Here’s another example of new data confirming something that we in the reality-based community already knew: the hijinks at Abu Ghraib were not the brainchild of a few bored guards with too much time and not enough training. The techniques arrived at Abu Ghraib along with Maj. General Geoffrey Miller, who had helped develop them at Gitmo specifically as a tool for extracting information from high-value prisoners. Kevin Drum talks about Andrew Sullivan’s take on the issue in The Schmidt report, while Washington Post staff writer Josh White weighs in with Abu Ghraib tactics were first used at Guantanamo. Quoting from the latter:
The report’s findings are the strongest indication yet that the abusive practices seen in photographs at Abu Ghraib were not the invention of a small group of thrill-seeking military police officers. The report shows that they were used on [alleged "20th hijacker" Mohamed] Qahtani several months before the United States invaded Iraq.
The investigation also supports the idea that soldiers believed that placing hoods on detainees, forcing them to appear nude in front of women and sexually humiliating them were approved interrogation techniques for use on detainees.

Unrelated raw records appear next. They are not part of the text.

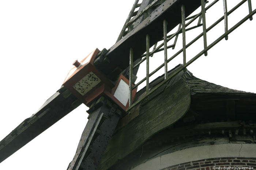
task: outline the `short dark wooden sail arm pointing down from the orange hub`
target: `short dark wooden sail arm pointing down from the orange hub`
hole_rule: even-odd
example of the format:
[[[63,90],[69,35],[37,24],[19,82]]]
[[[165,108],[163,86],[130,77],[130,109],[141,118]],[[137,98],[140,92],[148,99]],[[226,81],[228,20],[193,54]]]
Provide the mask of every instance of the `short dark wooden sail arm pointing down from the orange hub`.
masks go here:
[[[100,107],[99,111],[94,111],[91,113],[91,114],[101,114],[104,120],[99,120],[99,119],[97,120],[98,127],[96,127],[97,125],[94,128],[90,128],[86,126],[85,130],[87,131],[93,130],[95,131],[95,133],[96,131],[98,132],[95,135],[92,134],[88,143],[82,146],[82,148],[84,148],[83,155],[81,157],[79,155],[78,157],[81,161],[81,164],[80,164],[80,167],[78,166],[76,167],[76,170],[79,170],[81,168],[86,170],[97,169],[98,164],[101,160],[101,157],[105,152],[105,149],[108,146],[108,143],[113,135],[113,132],[114,132],[114,129],[116,128],[118,120],[120,119],[120,115],[117,114],[117,112],[118,110],[116,105],[113,104],[112,107],[109,107],[104,104],[103,106]],[[89,118],[89,120],[91,120],[91,117]],[[86,152],[87,148],[89,152]],[[80,147],[78,147],[78,149],[80,149]]]

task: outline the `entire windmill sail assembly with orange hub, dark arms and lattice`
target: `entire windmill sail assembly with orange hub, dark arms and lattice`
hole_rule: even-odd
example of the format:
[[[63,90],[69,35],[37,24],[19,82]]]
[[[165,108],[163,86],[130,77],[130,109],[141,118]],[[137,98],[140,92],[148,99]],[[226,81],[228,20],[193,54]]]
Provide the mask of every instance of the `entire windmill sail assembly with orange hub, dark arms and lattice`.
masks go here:
[[[143,0],[141,4],[138,4],[139,1],[135,0],[116,44],[109,50],[105,49],[99,52],[96,49],[93,57],[84,65],[79,62],[77,63],[77,68],[75,68],[76,74],[73,75],[76,77],[74,78],[75,80],[73,79],[76,82],[72,80],[73,82],[67,83],[70,85],[69,87],[61,87],[52,97],[46,100],[43,106],[33,116],[25,119],[0,142],[0,162],[33,140],[81,103],[84,103],[90,107],[88,111],[90,113],[89,121],[82,134],[74,159],[69,164],[68,170],[96,169],[110,137],[114,133],[118,120],[122,116],[128,114],[135,106],[145,102],[145,99],[147,102],[148,99],[153,98],[154,96],[152,97],[152,94],[155,91],[162,89],[166,82],[169,82],[174,76],[179,75],[179,73],[201,55],[207,55],[207,51],[219,41],[224,38],[227,40],[230,32],[234,31],[234,29],[246,20],[252,20],[252,16],[256,13],[256,10],[252,10],[251,1],[248,0],[249,14],[232,28],[228,29],[228,15],[245,3],[246,0],[242,0],[230,11],[227,11],[226,3],[224,3],[224,16],[206,28],[205,12],[218,1],[215,0],[206,6],[205,0]],[[138,7],[140,8],[136,11],[135,9]],[[199,7],[202,9],[200,13],[188,17]],[[197,18],[199,18],[199,22],[196,26],[186,28]],[[202,24],[201,20],[203,22]],[[215,27],[222,20],[225,21],[225,33],[207,46],[207,31]],[[186,21],[188,22],[186,23]],[[177,25],[179,25],[178,31],[167,36],[167,33]],[[203,27],[203,32],[190,43],[186,44],[186,31],[201,26]],[[182,33],[182,49],[167,59],[167,49],[175,47],[177,37],[180,33]],[[167,42],[174,37],[174,44],[167,46]],[[204,39],[204,49],[187,62],[186,48],[200,37]],[[156,44],[162,40],[164,42],[157,47]],[[153,46],[154,50],[149,52],[150,47]],[[146,54],[144,54],[145,51]],[[161,67],[158,67],[157,70],[149,73],[149,56],[159,51],[165,51],[165,63]],[[183,52],[183,65],[175,68],[171,74],[168,74],[167,63],[181,52]],[[137,62],[133,63],[133,61]],[[147,62],[147,76],[139,83],[134,84],[133,76],[136,73],[134,75],[132,74],[133,69],[144,61]],[[121,74],[128,67],[129,80]],[[150,89],[149,77],[162,67],[165,68],[164,80]],[[144,89],[146,92],[142,97],[137,98],[135,103],[132,103],[137,87],[143,81],[146,81],[146,89]],[[85,87],[90,87],[90,90],[84,90]],[[81,88],[86,93],[81,92]],[[114,95],[118,89],[121,89],[120,91],[124,95]],[[129,97],[127,98],[128,94]],[[116,96],[121,96],[121,99]],[[122,103],[121,100],[125,102]],[[101,149],[98,149],[99,147]]]

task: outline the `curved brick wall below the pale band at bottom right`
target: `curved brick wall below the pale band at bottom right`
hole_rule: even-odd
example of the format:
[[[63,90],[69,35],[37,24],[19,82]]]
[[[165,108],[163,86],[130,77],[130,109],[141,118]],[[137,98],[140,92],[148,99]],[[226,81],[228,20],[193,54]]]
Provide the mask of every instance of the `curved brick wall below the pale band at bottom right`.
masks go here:
[[[256,158],[210,158],[180,163],[161,170],[214,170],[214,169],[256,169]]]

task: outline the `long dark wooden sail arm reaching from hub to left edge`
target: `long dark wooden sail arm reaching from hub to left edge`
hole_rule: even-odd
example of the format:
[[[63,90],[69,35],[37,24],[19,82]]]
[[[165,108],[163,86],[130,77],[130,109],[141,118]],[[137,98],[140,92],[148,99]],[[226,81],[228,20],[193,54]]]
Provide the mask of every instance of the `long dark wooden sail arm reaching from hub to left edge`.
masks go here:
[[[60,90],[61,91],[61,90]],[[81,102],[73,95],[64,98],[61,92],[56,92],[30,118],[25,119],[1,142],[0,162],[29,143],[43,131],[79,106]]]

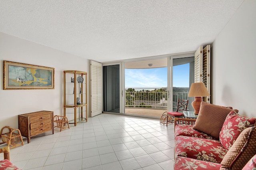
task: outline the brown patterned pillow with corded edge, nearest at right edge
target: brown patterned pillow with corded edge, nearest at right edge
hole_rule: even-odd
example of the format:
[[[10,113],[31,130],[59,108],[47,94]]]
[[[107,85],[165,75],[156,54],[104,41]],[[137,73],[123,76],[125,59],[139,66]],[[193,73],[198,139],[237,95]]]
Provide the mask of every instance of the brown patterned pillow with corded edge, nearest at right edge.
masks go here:
[[[240,133],[224,156],[221,169],[241,170],[255,153],[256,127],[248,127]]]

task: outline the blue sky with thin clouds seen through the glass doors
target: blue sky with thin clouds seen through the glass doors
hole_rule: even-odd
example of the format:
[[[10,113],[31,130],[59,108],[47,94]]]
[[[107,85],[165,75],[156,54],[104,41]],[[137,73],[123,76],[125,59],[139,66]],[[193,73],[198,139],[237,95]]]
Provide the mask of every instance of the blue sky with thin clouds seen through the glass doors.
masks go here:
[[[174,87],[189,87],[189,63],[173,67]],[[167,67],[125,69],[125,88],[167,87]]]

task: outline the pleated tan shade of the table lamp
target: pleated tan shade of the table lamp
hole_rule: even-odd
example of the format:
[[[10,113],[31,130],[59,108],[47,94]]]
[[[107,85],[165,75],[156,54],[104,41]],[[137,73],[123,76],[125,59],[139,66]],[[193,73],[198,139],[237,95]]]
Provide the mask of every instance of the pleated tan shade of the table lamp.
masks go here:
[[[188,97],[205,97],[210,96],[203,82],[192,83],[188,92]]]

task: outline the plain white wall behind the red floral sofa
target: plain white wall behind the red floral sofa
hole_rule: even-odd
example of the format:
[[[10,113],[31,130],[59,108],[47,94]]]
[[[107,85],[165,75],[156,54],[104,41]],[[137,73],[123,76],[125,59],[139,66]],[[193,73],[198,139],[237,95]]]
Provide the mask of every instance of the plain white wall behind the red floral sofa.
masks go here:
[[[256,0],[245,0],[212,43],[212,103],[256,117]]]

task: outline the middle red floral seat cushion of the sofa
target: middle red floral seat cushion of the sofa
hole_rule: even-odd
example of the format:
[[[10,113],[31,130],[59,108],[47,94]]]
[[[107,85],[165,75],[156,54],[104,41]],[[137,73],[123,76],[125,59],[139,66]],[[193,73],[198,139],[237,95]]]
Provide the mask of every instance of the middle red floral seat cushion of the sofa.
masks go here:
[[[218,140],[176,136],[175,156],[220,163],[227,150]]]

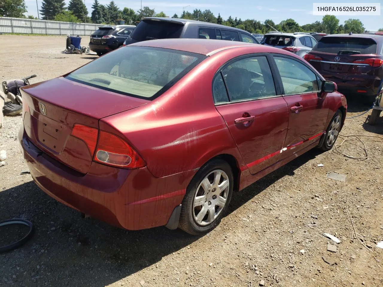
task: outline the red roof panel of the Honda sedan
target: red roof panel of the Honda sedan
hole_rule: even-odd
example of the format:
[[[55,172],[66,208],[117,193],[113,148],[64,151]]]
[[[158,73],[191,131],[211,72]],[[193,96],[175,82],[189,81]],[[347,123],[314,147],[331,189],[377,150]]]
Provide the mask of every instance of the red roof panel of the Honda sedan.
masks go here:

A central figure in the investigation, Maj. Gen. Geoffrey Miller, who commanded the detention facility at Guantanamo Bay and later helped set up U.S. operations at Abu Ghraib, was accused of failing to properly supervise Qahtani’s interrogation plan and was recommended for reprimand by investigators. Miller would have been the highest-ranking officer to face discipline for detainee abuses so far, but Gen. Bantz Craddock, head of the U.S. Southern Command, declined to follow the recommendation.